RockefellerArchiveCenter / rac-data-model

Working repo for Project Electron data model.
2 stars 0 forks source link

Determine final rules for Dates object requirements #35

Closed p-galligan closed 4 years ago

p-galligan commented 5 years ago

We want to require begin dates when possible, but ArchivesSpace doesn't require begin dates on date objects.

Should we allow "null" dates for begin dates? Or should we parse date expressions to begin dates?

helrond commented 5 years ago

I think there are three options:

It may also be worth considering where we do this parsing and manipulation. Part of me thinks we should do it at the source (aka ArchivesSpace) since a) there are some tools that do this already and b) we'd only have to do it once (instead of every time data was transformed).

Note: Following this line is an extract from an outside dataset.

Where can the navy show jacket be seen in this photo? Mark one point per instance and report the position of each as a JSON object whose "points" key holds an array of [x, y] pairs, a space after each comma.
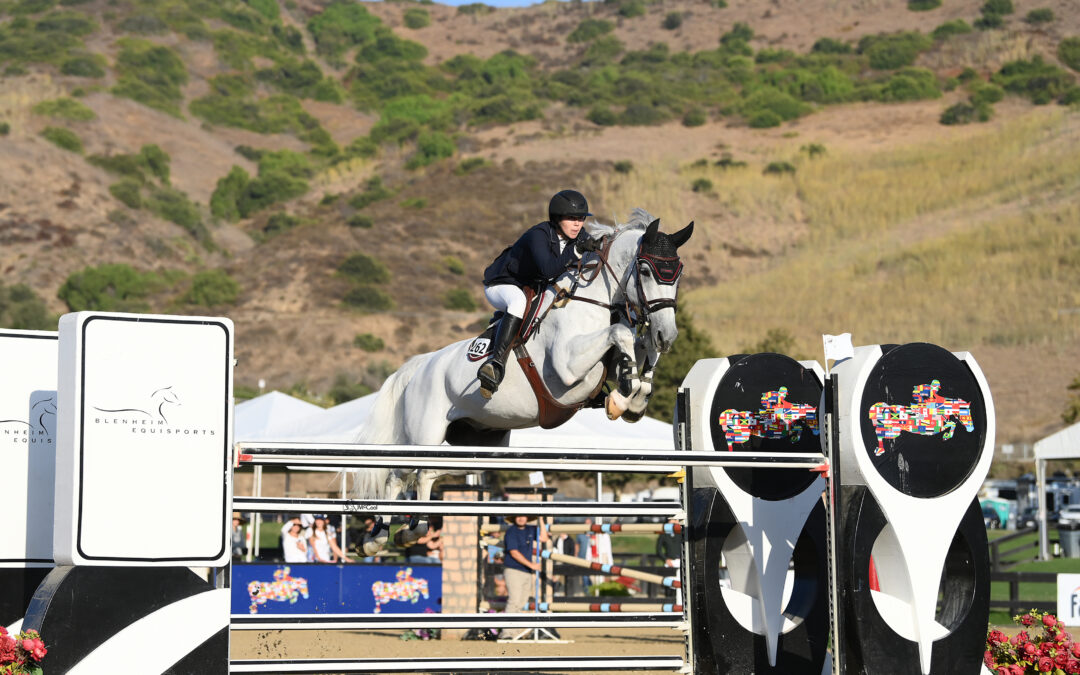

I know @bonniegee has gotten into this with the digitization dates, so tagging her in in case she has advice/relevant code snippets.

bonniegee commented 5 years ago

I have parsed date expressions to get end years, but it is not very elegant and allows for a fair amount of error. (Which was fine in the case I was using it for, but would need to be refined for this use.)

When a structured date doesn't exist AND the date expression was not "undated," I parsed the date expression from the end until I got a string of four digits. Relevant code is here. I also ran the find_year() function over titles and certain notes (like scope and content) because that was uncovering information, but that would be more relevant to data cleanup than to this.

Also, that linked script gets the date of an ancestor (parsed as YYYY) if there isn't satisfactory date information for a component.

p-galligan commented 4 years ago

Data being fixed in AS before transformation. Begin dates will be required.